The derivative of xe^-x is equal to (1-x)e^-x. In this post, we will find the derivative of xe^-x by the product rule and the first principle of derivatives.

## Derivative of xe^-x by Product Rule

Product rule of derivatives: If f(x) = g(x) h(x) is a product of two functions, then the derivative of f(x) is given by

`d/dx[f(x)]` `=g(x) d/dx[h(x)]+h(x) d/dx[g(x)]`

We have `f(x)=xe^{-x}`.

So we can take `g(x)=x` and `h(x)=e^{-x}`.

Thus, the derivative of `f(x)=xe^{-x}` by the product rule is equal to

`d/dx[xe^{-x}]` `=x d/dx[e^{-x}]+e^{-x} d/dx[x]`

`=-xe^{-x}+e^{-x}cdot 1`

`=(1-x)e^{-x}`

Hence, the derivative of xe^-x by the product rule is (1-x)e^-x.

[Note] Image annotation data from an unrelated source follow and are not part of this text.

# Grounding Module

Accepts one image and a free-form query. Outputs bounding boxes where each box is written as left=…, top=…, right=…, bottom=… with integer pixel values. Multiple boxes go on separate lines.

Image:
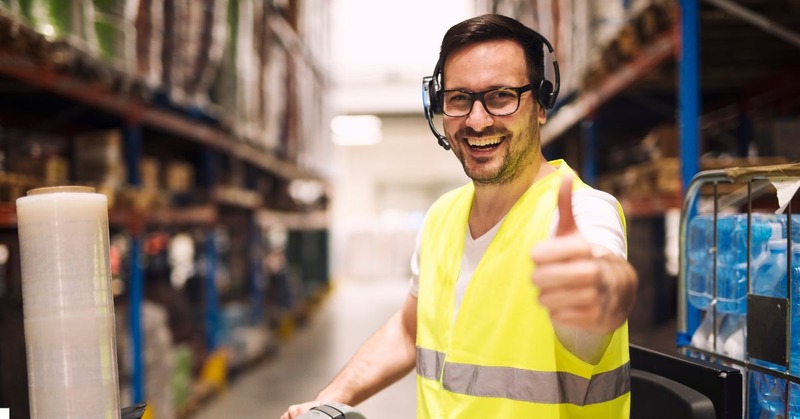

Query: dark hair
left=435, top=14, right=544, bottom=86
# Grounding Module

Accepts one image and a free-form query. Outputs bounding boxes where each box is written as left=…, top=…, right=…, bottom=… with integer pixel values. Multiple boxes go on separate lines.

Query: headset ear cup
left=536, top=80, right=555, bottom=109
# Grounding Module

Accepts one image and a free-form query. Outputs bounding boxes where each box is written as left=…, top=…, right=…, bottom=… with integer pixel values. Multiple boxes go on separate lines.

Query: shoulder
left=572, top=188, right=627, bottom=257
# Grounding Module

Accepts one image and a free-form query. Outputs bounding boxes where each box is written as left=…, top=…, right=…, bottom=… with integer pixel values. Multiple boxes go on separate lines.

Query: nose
left=466, top=100, right=494, bottom=131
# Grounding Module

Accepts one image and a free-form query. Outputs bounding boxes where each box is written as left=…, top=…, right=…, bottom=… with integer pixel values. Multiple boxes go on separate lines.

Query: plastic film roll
left=17, top=187, right=120, bottom=419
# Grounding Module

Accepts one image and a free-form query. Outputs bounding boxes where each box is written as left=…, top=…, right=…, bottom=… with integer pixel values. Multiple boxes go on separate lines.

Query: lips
left=467, top=136, right=504, bottom=149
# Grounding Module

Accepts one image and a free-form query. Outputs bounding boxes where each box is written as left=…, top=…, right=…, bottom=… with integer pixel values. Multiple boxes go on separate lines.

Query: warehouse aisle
left=192, top=279, right=416, bottom=419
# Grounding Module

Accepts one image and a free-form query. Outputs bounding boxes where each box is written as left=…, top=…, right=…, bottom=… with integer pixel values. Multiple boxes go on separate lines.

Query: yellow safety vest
left=417, top=161, right=630, bottom=419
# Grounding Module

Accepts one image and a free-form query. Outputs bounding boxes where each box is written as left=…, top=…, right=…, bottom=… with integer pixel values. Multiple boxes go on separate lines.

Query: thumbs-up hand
left=531, top=175, right=636, bottom=334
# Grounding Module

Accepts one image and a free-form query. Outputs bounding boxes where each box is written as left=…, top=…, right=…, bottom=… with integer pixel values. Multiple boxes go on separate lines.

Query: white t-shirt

## Derivative of xe^-x by First Principle

The derivative of `f(x)=xe^{-x}`by the first principle is given by

`(xe^{-x})’` `=lim_{h to 0} frac{(x+h)e^{-(x+h)}-xe^{-x}}{h}`

`=lim_{h to 0}` `frac{xe^{-(x+h)}+he^{-(x+h)}-xe^{-x}}{h}`

`=lim_{h to 0}` `[frac{xe^{-(x+h)}-xe^{-x}}{h}` `+frac{he^{-(x+h)}}{h}]`

`=lim_{h to 0}` `frac{xe^{-x}e^{-h}-xe^{-x}}{h}` `+lim_{h to 0} e^{-(x+h)}`

`=xe^{-x} lim_{h to 0}` `frac{e^{-h}-1}{h}` `+e^{-(x+0)}`

`=xe^{-x} lim_{h to 0}` `frac{e^{-h}-1}{-h} times (-1)` `+e^{-x}`

Let `z=-h`. Then z tends to 0 as h tends to 0.

`=-xe^{-x} lim_{z to 0}` `frac{e^{z}-1}{z}` `+e^{-x}`

`=-xe^{-x} cdot 1 +e^{-x}` as we know that the limit of (e^z-1)/z tends to 1 when z tends to 0.

`=-xe^{-x} +e^{-x}` `=(1-x)e^{-x}`.

Hence, the derivative of xe^-x from the first principle is equal to (1-x)e^-x.